Supporters of Amazon's continued tablet push will note that those Kindles lead to consumption of Amazon's movie, music and TV offerings. But these are low-margin businesses and together represented under $600 million in revenues last year - not even 1% of the e-tailer's overall topline. Further, not all those sales occurred on Kindles. As with e-books, its possible to purchase Amazon's video content elsewhere: on game consoles, smart TVs, et al.

But you can bet those small content sales, not to mention Amazon's unlimited Prime video service, are an annoyance to rivals. Amazon and Apple are especially vicious foes in e-books and tablets. Netflix doubtless finds the Prime video service a perennial annoyance. Amazon has a knockoff of iTunes to sell individual songs that competes with a similar offering from Google and a new music streaming service that is a sort of poor man's Pandora.

If the company relied on all this for its future, a case could be made that Amazon is simply fighting the wars it needs to. But Amazon's future isn't about scraping together digital nickels selling songs nor being Netflix's puny rival in all-you-can-eat video. It's about eating up an ever increasing chunk of the world's retail spending by getting more goods to more people more quickly.

To than end, the company has spent billions on distribution centers pushed ever closer to where people live. It has begun offering same-day delivery and groceries in some markets. It even cut a deal with the U.S. Postal Service to get packages to you on Sundays. In a bit of razzle dazzle, Bezos went on 60 Minutes to talk about delivering goods by drone. I remain skeptical that will work in urban areas ever or for many people anytime soon, but the message it sends is critical: You want something, we want to get it to you quickly.

Here, Amazon has seemingly built an unassailable 'moat' of technology, infrastructure, and customer loyalty.
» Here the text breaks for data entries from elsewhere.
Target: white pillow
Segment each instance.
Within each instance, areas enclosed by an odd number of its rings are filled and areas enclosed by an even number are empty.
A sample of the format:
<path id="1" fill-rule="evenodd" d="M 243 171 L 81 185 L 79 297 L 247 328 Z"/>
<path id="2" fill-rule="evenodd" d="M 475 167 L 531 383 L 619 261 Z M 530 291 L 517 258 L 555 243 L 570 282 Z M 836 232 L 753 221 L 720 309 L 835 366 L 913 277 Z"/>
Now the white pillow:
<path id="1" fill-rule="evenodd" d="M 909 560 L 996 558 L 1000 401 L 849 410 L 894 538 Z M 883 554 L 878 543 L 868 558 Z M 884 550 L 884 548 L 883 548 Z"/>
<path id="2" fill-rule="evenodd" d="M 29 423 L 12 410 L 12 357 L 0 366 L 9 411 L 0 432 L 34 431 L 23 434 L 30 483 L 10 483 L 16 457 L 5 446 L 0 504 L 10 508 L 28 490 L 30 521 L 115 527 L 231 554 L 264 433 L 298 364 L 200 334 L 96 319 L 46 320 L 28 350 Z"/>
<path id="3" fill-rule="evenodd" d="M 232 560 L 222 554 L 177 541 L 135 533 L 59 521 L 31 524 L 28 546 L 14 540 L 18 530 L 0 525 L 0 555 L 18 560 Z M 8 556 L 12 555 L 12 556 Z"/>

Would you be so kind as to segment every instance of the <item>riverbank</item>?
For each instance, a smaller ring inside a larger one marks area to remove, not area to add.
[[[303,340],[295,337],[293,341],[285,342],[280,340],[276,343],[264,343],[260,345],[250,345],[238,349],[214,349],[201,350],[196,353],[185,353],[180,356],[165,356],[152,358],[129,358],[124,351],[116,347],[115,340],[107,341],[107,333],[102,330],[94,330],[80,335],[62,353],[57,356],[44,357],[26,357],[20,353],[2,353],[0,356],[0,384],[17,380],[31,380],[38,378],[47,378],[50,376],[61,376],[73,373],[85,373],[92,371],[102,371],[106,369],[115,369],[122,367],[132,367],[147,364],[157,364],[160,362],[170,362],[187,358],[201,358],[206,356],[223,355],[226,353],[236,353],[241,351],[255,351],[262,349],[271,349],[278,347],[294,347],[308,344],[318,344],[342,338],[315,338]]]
Except that it hasn't. Quietly, Amazon is being disrupted right now by startups like Instacart, which just raised $44 million, and by giants like Google, through its Shopping Express offering. Google has cleverly threaded a technology layer through other people's infrastructure to do for millions what Amazon has spent billions on.

And it's fiendishly brilliant. Order something from Costco on the Shopping Express app and it gets routed to a 'picker' inside the store who gathers your order and that of others efficiently thanks to an app of her own. Then those items are checked out, automatically billed to your credit card and bagged up for you. Soon after, a driver in a Toyota Prius picks up the orders and is routed around the neighborhood to drop them off. Currently, Google is charging nothing for this, eventually it expects to add $5 per store, per delivery. Even at that price, it's an easy trade if you're going to spend a gallon of gas and half an hour to do it yourself.

Importantly, Google is allowing people to order familiar products from familiar places and - in many cases - purchase items that they might have been buying from Amazon. While it will take time for Shopping Express to have a national footprint, it's already demonstrating the ways in which Amazon's moat can be crossed. Disruption theory looks at those distribution centers of Amazon's and sees them as an albatross the company can't possibly leave behind. Google and Instacart can fly fast and free on the backs of some nimble workers and 'sail across' on an armada of Toyotas and Nissan vans.

Bezos surely is aware of this, but in the meantime he's busy making a phone. And while he's surely capable of multitasking, history tells us that even the best managers have only so much time in the day or week to focus on what matters. Apple famously talks of saying 'no' to projects as one of its strengths. Google tries to solve the chaos problem by segmenting out its future initiatives into what it calls Google X (under the direction of Sergey Brin; CEO Larry Page runs the day-to-day) while ruthlessly cutting initiatives every few years that fail to deliver.

Maybe Amazon can fight Apple, Google, Netflix, Microsoft, Rackspace, Instacart, eBay, Pandora and Samsung all at once, while simultaneously battling publishers like Hachette over e-book pricing. But Bezos can't be great at doing all of this simultaneously. And make no mistake, he's involved in everything important at Amazon.